Utilizará un neologismo
para calificar todo esto: “neodominanación”, el proceso a través del cual
se asegura al ciudadano que cuanto más aumente su capacidad de consumo, más
feliz será y que solamente mediante el consumo puede acceder a la felicidad. Se trata de reducir
al ser humano a la categoría de animal de granja, situado en el interior de un
establo, incapaz de ver más allá de sus muros. El modelo ideológico impuesto
por el “capitalismo avanzado” es fiel a su ley interna: cantidad antes que
calidad, lo único que interesa al ciudadano alienado es todo aquello que puede
cuantificarse. La calidad de los productos (culturales o manufacturados) que consume
le resulta completamente ajeno o bien es un aspecto secundario.
Cuando Marcuse redacta
estas páginas, la guerra del Vietnam va aumentan su intensidad.

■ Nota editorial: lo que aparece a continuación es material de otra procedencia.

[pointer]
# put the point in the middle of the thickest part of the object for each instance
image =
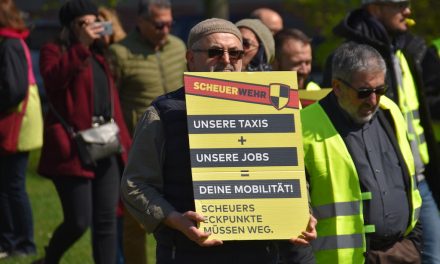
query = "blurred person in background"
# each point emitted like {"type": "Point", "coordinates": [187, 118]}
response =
{"type": "Point", "coordinates": [118, 33]}
{"type": "Point", "coordinates": [81, 91]}
{"type": "Point", "coordinates": [293, 52]}
{"type": "Point", "coordinates": [148, 63]}
{"type": "Point", "coordinates": [258, 45]}
{"type": "Point", "coordinates": [109, 14]}
{"type": "Point", "coordinates": [270, 18]}
{"type": "Point", "coordinates": [21, 130]}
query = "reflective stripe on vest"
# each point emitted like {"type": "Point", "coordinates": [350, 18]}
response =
{"type": "Point", "coordinates": [409, 105]}
{"type": "Point", "coordinates": [335, 191]}
{"type": "Point", "coordinates": [312, 86]}
{"type": "Point", "coordinates": [436, 124]}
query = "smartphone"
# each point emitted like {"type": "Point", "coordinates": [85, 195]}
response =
{"type": "Point", "coordinates": [108, 28]}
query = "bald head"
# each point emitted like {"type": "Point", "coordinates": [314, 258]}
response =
{"type": "Point", "coordinates": [270, 18]}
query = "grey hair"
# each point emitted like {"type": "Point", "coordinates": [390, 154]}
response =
{"type": "Point", "coordinates": [351, 58]}
{"type": "Point", "coordinates": [144, 6]}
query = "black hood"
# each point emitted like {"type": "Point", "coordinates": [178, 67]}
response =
{"type": "Point", "coordinates": [361, 27]}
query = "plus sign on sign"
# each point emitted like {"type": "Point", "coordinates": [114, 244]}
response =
{"type": "Point", "coordinates": [246, 154]}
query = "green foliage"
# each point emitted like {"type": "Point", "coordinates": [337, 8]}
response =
{"type": "Point", "coordinates": [47, 215]}
{"type": "Point", "coordinates": [321, 16]}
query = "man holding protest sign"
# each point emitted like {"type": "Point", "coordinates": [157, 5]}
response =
{"type": "Point", "coordinates": [157, 184]}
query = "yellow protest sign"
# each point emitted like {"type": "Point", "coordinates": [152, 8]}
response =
{"type": "Point", "coordinates": [246, 154]}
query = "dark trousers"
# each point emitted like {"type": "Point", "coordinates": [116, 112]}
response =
{"type": "Point", "coordinates": [402, 252]}
{"type": "Point", "coordinates": [88, 202]}
{"type": "Point", "coordinates": [244, 252]}
{"type": "Point", "coordinates": [16, 224]}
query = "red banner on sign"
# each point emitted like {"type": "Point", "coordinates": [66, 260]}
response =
{"type": "Point", "coordinates": [238, 91]}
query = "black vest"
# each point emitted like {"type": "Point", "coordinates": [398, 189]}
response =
{"type": "Point", "coordinates": [177, 177]}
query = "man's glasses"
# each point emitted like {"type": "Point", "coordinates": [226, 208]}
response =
{"type": "Point", "coordinates": [82, 23]}
{"type": "Point", "coordinates": [217, 53]}
{"type": "Point", "coordinates": [247, 44]}
{"type": "Point", "coordinates": [399, 5]}
{"type": "Point", "coordinates": [364, 92]}
{"type": "Point", "coordinates": [161, 25]}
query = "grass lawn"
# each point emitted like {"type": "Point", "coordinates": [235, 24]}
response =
{"type": "Point", "coordinates": [47, 215]}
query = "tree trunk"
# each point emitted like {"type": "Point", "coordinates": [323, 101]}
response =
{"type": "Point", "coordinates": [217, 8]}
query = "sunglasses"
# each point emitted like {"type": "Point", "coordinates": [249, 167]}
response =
{"type": "Point", "coordinates": [400, 5]}
{"type": "Point", "coordinates": [217, 53]}
{"type": "Point", "coordinates": [247, 44]}
{"type": "Point", "coordinates": [82, 23]}
{"type": "Point", "coordinates": [364, 92]}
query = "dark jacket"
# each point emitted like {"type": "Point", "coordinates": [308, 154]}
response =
{"type": "Point", "coordinates": [68, 81]}
{"type": "Point", "coordinates": [21, 122]}
{"type": "Point", "coordinates": [361, 27]}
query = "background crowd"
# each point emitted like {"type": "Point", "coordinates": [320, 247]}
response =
{"type": "Point", "coordinates": [92, 78]}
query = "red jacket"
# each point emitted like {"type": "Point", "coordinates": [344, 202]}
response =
{"type": "Point", "coordinates": [68, 82]}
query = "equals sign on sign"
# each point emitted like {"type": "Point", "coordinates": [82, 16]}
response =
{"type": "Point", "coordinates": [244, 173]}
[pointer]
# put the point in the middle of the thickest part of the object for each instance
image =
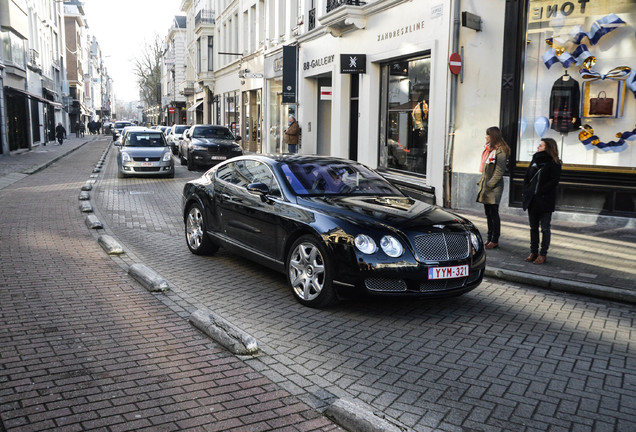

Denuncia la
presencia y las iniciativas del “imperialismo”, guerra, bombardeos masivos
sobre Hanoi y sobre la “ruta Ho Chi Min” (nunca, por cierto, dijo ni una sola
palabra sobre los bombardeos con fósforo realizados por la aviación
norteamericana sobre ciudades alemanas indefensas durante la Segunda Guerra
Mundial, lo que, ya de por sí, resulta significativo sobre sus elecciones
subjetivas), pero advierte que éste no es el único medio de dominación e,
incluso señala, que la tecnología de la comunicación es un instrumento mucho
más eficiente para el control de las poblaciones que el terror y los
bombardeos.
En este punto realiza
una incursión sobre el papel de la tecnología en la cultura de masas. Establece
que, a medida que avanza la historia, los medios de comunicación de masas
se apoyan cada vez más en herramientas tecnológicas. Percibe que la
tecnología camina por delante de las necesidades de las masas y su aplicación
excede con mucho las necesidades del bienestar. De ahí el “consumismo” y el
proceso de “unidimensionalización” del individuo. No se trata de una
consecuencia automática del “progreso”, una especie de efecto secundario
indeseable, sino que sus promotores son perfectamente conscientes de lo que
buscan: reducir al ciudadano a un estatuto de productor alienado y de
consumidor integrado.
Marcuse en otra obra, El
final de la Utopía, publicado en 1968 -contemporáneo, por tanto, a los incidentes
generados en todo el mundo por la “nueva izquierda” (se trata de un conjunto de
ensayos y entrevistas escritos entre la publicación de El hombre
unidimensional y los primeros chispazos de la “contestación”)- sostenía la
idea de que, por primera vez en la historia, la humanidad tiene a su alcance los
elementos necesarios para hacer realidad la “Utopía” (el sistema ideal de
gobierno que debe conducir a una sociedad armónica, justa y perfecta, sin
conflictos internos) y solamente nos aleja de ella la injusta distribución de
los medios de producción.
Este modelo
económico-social tiene unas consecuencias deletéreas: por una parte, el ser
humano, pendiente de las noticias, siempre manipuladas por los medios de
comunicación y orientado hacia el consumismo, ignora lo que está ocurriendo en
la realidad. Por otra parte, generan estabilidad social. En efecto, allí donde
antes, en las sociedades tradicionales, la estabilidad se lograba mediante
referencias “superiores”, especialmente a la trascendencia, en las sociedades
de “capitalismo avanzado” el elemento que coagula esfuerzos y aúna voluntades
es la posibilidad de consumo. Si esta posibilidad desapareciera a causa de una
crisis internacional o de algún cataclismo natural, el ser humano se
derrumbaría. Lo que le genera verdadero pánico es no poder acceder al consumo. Por
lo mismo, rechaza también cualquier posibilidad de seguir un movimiento
alternativo que pudiera poner en riesgo el proceso “producción-consumo”. Pero, lo esencial,
para Marcuse es que esta situación es profundamente injusta, porque encubre el
hecho fundamental de nuestras sociedades: que existen explotados y explotadores
y que la tiranía del consumo constituye, en la práctica, una nueva forma de
esclavitud.
De todos los enfoques
realizados por la primera generación de la Escuela de Frankfurt, quizás éste
sea el que, con más exactitud, refleja hoy -más de medio siglo después de
haberse establecido- mejor la realidad de nuestro tiempo y el proceso sobre
cómo hemos llegado al punto en el que nos encontramos.